During my research I ran across the article reprinted below in italics appearing in the Wheaton Illinoian October 8, 1920. This article covers the early history of Roosevelt Road. I loved reading this particular article. It provides the context on the state of roads and the increasing use and acceptiblity of the automobile as a mode of transportation. I found Col. McCormick’s speech during the dedication of the Wheaton stretch of Roosevelt Road to be very prophetic:
“[Roosevelt] road dedicated last Saturday would be 100 feet wide instead of the present 18 feet, and that there would be six other concrete trunk highways connecting DuPage county with Chicago, and that in time these roads would be carrying more passengers and freight than the present steam and electric railroads with which this section is wonderfully well supplied.“
This particular road would also be used by the Daleiden, Schlick and Davis relatives and family in their travels throughout the area.
The Schlicks of Mack Road, Winfield and St. James Farm would own several Ford automobiles during their lifetime. The use of automobiles is noted in this article.The “Ford” is mentioned within the article. The Ford Model T during this time was so popular Henry Ford once said: “There’s no use trying to pass a Ford, because there’s always another one just ahead.” By the early nineteen twenties more than half of the registered automobiles in the world were Fords. More than 15,000,000 Model T’s were built and sold.

ROOSEVELT ROAD DEDICATED
The grand weather of last Saturday made possible the complete access of the dedication of the section of Roosevelt Road from Wheaton to 12th Street, and although the attendance at the ceremonies was far below what was expected and planned for, the program was carried out with just as much pep and earnestness as though there had been a million people present.
Wheaton took the $100 prize for the greatest number of autos in the parade, 64 passing the reviewing stand at the dedication point Governor Lowden was unexpectedly detained, but he send Frank I Bennett as his personal representative, who with W.G. Edens, S.E. Bradt (state supt. of highways), Supervisor Wm Hammerschmidt, Alice Roosevelt Longworth [daughter of Theodore Roosevelt] and others, saw to it that the last connecting link (a spot a foot square at the foot of Baker’s Hill) was properly laid about noon.
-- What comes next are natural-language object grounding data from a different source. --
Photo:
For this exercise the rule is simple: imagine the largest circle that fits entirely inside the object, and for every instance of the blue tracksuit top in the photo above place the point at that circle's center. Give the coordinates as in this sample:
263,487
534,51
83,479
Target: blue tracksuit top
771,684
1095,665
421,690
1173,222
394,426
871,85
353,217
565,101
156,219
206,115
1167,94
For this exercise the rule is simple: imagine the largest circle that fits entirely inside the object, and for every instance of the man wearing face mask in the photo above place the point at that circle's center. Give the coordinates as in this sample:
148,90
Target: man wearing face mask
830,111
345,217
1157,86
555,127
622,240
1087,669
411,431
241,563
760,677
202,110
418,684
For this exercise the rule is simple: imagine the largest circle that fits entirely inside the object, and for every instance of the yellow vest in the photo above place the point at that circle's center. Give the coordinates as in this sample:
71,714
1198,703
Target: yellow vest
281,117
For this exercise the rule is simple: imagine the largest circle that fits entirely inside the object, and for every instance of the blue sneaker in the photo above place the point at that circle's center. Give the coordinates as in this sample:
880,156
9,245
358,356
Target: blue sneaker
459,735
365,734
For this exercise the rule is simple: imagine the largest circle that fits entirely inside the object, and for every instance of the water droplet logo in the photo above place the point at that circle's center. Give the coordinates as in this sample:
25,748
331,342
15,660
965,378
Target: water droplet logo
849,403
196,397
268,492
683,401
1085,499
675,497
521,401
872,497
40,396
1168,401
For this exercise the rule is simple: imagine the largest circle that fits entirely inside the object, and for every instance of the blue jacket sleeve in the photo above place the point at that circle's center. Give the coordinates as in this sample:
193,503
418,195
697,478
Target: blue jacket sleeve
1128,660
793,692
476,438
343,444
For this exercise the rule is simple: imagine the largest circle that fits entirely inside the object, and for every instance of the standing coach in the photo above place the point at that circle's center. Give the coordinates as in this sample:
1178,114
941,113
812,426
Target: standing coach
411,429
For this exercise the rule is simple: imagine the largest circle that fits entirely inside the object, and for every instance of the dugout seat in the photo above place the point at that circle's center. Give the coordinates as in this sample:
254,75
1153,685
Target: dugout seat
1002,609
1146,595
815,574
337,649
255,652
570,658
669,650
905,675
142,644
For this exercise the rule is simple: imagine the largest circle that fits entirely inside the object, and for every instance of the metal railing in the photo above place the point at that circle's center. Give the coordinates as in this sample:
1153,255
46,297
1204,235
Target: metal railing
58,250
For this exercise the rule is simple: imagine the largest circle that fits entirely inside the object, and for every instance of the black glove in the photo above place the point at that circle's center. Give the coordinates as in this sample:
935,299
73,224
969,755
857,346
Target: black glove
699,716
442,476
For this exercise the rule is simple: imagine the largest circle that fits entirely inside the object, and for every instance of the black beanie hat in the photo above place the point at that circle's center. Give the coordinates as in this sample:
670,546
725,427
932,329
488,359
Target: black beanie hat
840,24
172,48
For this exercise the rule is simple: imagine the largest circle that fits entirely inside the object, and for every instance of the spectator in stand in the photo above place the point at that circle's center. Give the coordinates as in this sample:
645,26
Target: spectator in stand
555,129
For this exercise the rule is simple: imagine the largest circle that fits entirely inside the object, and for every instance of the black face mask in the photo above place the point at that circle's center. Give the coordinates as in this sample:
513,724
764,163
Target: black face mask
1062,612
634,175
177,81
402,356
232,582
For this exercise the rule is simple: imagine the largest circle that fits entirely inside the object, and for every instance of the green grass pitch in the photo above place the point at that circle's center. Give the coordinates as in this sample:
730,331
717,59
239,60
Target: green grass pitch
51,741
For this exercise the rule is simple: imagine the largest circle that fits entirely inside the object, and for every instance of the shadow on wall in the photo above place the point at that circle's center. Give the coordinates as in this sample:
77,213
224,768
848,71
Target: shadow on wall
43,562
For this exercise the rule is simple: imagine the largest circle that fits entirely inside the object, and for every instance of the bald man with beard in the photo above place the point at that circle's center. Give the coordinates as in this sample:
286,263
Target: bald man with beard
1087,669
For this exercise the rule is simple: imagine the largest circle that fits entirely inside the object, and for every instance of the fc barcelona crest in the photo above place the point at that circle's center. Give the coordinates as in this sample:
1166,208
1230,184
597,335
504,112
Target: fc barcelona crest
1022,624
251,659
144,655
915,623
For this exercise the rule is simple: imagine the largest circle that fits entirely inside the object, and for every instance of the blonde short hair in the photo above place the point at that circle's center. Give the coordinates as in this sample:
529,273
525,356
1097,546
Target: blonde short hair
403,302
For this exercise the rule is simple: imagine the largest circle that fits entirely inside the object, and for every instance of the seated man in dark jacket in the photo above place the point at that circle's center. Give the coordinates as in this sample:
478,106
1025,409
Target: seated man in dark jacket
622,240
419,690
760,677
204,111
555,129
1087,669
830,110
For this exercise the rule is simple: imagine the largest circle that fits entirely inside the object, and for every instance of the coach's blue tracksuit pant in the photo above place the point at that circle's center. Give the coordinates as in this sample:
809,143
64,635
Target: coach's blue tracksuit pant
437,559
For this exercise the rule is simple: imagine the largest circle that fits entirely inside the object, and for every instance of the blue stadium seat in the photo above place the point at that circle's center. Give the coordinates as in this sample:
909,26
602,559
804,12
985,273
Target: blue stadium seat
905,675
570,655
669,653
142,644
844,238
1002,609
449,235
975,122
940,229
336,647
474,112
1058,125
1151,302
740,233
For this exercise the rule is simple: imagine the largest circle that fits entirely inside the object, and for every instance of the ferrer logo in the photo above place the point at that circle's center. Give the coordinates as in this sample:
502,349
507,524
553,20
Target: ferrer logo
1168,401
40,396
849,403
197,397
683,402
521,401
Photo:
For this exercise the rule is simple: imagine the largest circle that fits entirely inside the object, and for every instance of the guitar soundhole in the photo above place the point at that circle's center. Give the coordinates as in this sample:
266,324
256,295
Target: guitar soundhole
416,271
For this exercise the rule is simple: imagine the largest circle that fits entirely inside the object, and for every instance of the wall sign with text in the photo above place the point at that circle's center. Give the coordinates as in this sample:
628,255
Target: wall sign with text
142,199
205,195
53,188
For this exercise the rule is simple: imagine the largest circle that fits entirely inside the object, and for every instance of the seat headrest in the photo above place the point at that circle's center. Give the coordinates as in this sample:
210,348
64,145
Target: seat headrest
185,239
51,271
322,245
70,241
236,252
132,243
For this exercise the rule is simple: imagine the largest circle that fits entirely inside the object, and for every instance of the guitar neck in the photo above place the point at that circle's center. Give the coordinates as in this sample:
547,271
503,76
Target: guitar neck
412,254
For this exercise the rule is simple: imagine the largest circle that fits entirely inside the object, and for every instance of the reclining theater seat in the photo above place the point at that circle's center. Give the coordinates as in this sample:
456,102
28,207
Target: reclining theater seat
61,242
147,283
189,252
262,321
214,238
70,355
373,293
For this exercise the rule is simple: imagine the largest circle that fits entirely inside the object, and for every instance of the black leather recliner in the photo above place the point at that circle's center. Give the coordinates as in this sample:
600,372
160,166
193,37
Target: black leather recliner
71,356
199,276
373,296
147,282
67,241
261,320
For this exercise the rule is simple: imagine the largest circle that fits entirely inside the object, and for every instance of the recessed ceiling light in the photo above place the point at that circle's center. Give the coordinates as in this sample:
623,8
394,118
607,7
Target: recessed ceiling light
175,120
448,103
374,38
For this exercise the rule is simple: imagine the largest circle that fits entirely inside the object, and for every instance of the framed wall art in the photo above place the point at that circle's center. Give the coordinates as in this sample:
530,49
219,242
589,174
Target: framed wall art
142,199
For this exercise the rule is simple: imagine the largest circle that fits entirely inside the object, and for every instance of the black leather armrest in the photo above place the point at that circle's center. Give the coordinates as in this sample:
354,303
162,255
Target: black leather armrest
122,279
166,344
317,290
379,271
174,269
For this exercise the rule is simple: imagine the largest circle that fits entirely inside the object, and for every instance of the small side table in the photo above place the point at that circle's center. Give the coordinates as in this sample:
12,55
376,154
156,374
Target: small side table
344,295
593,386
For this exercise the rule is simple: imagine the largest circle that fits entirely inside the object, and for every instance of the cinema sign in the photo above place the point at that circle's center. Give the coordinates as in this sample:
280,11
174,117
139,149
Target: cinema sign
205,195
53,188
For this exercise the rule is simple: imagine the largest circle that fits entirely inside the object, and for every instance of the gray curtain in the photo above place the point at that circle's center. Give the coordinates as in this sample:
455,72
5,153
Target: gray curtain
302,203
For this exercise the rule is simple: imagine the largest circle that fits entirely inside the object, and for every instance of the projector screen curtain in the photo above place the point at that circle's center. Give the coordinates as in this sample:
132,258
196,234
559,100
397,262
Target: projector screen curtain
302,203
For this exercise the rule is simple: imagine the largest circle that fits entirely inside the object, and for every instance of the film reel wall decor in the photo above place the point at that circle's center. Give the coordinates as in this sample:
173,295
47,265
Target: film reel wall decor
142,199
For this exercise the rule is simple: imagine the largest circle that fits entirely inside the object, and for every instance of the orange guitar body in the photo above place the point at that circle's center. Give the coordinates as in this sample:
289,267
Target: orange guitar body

Arriving at Wheaton the crowd assembled at the court house grounds for the balance of the program which consisted of short talks by Frank Bennett, the governor’s representative. Senator Medill McCormick and his brother Col. Robert McCormick, S.E. Bradt, Hon E.N. Hurley [Edward Nash Hurley. Hurley’s estate was once located just east of Col McCormick’s Cantigny Estate. Hurley’s property is now part of the Wheaton Park District’s Hurley Gardens Park. Both estates are located off of Roosevelt Road] and others. States Attorney C. W. Hadley presided in his usual efficient way and his prefacing remarks were equally as well received as any of them.
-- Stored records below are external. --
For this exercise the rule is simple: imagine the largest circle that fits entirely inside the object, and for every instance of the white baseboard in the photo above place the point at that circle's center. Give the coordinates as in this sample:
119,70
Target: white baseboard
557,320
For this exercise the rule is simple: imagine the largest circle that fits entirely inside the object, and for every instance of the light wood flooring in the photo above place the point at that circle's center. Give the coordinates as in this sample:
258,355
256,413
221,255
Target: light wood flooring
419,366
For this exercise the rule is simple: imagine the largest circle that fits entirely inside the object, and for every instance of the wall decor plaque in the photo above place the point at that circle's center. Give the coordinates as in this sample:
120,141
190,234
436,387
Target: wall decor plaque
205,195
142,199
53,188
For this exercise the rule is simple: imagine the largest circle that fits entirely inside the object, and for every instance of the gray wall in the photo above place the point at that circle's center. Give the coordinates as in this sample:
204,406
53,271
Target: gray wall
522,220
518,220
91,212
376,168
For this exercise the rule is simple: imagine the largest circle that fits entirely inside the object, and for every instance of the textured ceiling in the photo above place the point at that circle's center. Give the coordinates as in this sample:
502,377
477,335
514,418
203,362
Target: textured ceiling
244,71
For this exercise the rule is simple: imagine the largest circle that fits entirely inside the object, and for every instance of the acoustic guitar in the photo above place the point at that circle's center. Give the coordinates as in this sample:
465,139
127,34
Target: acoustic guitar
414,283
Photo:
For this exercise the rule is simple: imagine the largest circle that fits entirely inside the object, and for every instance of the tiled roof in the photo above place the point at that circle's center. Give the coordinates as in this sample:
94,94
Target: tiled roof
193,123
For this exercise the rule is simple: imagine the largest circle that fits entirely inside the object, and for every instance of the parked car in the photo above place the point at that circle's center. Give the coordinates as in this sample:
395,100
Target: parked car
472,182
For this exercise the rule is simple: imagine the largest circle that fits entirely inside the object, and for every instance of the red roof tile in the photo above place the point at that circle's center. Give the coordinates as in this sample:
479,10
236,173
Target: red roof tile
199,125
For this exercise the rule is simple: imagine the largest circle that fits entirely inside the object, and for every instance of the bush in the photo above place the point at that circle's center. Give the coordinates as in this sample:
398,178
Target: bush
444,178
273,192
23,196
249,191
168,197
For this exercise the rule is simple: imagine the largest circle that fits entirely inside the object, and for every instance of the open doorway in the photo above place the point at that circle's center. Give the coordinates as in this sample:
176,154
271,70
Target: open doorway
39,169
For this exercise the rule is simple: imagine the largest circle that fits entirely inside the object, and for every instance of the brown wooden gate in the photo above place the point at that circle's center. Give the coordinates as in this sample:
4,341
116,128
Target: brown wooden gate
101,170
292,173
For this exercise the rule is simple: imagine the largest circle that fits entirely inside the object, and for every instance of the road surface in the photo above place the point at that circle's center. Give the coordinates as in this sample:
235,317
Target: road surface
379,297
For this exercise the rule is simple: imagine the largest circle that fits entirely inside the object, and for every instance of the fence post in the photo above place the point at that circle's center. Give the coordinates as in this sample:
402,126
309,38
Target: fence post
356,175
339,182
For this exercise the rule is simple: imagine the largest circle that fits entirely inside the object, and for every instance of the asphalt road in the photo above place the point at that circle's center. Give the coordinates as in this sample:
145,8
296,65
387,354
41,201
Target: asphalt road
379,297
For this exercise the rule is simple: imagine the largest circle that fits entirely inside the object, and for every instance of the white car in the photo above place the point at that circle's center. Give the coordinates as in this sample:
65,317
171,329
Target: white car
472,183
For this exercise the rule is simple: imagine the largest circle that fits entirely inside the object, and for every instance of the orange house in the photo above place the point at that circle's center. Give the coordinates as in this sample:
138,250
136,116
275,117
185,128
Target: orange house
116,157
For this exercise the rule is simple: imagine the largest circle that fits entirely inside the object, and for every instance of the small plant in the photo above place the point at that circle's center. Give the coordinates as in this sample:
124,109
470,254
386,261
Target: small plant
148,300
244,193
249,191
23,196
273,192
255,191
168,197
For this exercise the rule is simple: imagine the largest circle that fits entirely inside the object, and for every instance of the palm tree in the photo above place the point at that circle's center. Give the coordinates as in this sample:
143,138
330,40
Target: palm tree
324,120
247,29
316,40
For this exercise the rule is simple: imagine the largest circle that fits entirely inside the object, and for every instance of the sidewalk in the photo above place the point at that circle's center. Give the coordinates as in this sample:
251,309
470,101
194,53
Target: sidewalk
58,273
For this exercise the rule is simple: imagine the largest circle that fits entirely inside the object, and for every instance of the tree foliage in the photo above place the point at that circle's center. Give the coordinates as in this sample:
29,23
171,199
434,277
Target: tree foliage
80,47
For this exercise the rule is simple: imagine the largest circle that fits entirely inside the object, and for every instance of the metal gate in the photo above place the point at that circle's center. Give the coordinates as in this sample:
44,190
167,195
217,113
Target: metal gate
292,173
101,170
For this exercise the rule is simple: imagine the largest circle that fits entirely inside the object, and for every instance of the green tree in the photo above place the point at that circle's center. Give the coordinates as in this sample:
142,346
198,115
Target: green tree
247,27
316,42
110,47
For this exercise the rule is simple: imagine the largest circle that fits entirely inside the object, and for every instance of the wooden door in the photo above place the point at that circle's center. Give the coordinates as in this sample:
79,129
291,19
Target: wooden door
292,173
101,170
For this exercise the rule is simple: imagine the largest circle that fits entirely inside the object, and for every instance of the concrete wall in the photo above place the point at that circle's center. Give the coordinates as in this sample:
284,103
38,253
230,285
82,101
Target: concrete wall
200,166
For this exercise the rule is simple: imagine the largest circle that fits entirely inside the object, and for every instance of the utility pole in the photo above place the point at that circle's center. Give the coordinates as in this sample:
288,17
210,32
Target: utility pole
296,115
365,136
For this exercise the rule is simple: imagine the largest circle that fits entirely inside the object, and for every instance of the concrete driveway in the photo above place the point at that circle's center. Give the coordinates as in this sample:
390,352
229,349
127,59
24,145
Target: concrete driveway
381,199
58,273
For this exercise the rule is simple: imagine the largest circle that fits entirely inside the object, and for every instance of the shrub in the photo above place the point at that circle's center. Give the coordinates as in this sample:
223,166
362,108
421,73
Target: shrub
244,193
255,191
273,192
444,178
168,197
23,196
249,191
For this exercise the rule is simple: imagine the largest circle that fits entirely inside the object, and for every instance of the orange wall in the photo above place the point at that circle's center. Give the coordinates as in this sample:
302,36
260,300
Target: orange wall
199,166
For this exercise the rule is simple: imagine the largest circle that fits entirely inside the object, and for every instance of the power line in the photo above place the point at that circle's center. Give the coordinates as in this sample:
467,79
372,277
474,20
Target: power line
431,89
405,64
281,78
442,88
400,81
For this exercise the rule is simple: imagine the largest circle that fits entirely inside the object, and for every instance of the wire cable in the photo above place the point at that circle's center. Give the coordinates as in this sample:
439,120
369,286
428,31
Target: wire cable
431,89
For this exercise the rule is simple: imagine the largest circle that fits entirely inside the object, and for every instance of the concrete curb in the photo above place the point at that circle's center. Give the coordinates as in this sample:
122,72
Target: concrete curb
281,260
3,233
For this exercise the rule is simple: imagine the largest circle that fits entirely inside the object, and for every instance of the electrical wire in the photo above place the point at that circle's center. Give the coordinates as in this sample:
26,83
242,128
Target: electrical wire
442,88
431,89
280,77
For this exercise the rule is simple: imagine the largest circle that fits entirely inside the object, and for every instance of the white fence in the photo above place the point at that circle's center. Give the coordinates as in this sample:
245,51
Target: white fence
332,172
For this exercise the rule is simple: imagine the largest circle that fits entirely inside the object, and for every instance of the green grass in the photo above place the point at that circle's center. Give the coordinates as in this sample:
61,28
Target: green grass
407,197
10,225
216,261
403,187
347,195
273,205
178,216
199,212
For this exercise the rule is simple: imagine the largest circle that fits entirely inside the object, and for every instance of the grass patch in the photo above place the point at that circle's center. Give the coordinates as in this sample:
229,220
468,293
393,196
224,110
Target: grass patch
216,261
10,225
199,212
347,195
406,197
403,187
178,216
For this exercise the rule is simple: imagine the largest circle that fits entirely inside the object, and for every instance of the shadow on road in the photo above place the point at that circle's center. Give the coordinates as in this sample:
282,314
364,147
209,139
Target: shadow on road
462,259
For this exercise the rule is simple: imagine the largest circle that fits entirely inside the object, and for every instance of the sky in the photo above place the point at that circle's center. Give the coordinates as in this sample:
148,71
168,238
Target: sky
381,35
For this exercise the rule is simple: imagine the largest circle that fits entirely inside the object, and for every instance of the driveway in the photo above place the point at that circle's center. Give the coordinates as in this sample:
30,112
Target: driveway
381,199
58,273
The Wheaton Band was about an hour late getting on the job, but were the last to leave the grounds. The city firemen act as assistants to Marshall Grange, but their services were scarcely needed, as there was no jam whatever.

Robert McCormick, during the remarks, prophecied that in no distant future the road dedicated last Saturday would be 100 feet wide instead of the present 18 feet, and that there would be six other concrete trunk highways connecting DuPage county with Chicago, and that in time these roads would be carrying more passengers and freight than the present steam and electric railroads with which this section is wonderfully well supplied. We believe he is absolutely sound in his predictions, too. The almost complete motorization of the whole country makes roads of the “Roosevelt” character imperative, and these are bound to greatly cheapen and simplify distribution and travel. Paid for totally by the motorists of the state, we will all have to admit that automobiles, the use of which was looked upon with much skepticism 20 years ago, has been a god-send to the country after all, in supplying highways of the finest type know to the science of today. True, they are few in number, and of exasperating shortness at present, but in the years to come they will be as common as Fords are today, and the questions of distance will never enter in the problems of transportation and travel.
Wheaton, in DuPage county, being the seat of the hard-roads idea in this section, should be, and is, proud of the fact, and mightly glad to be the present terminus of one of the longest strecches of hard in the big state of Illinois.

Senator McCormick took particular pleasure during this talk, in eulogizing the man in whose honor the road is named – Theodore Roosevelt – the daughter of whom, Alice Longworth, sat in the speakers’ stand. Two quarts of water taken from the well at the Roosevelt summer home at Sagamore Hill, were used in mixing the mortar which completed the 25 mile stretch, and even thoouhg it was properly and carefully placed, we missedthe spirit of the great man himself, who was ever an idol of his people.

The bridge over Salt creek, just finished, came in for special ceremonies, and was dedicated in the name of Robert S. McCormick [Col. McCormick’s father], in memory of his activities for hard roads during his later days.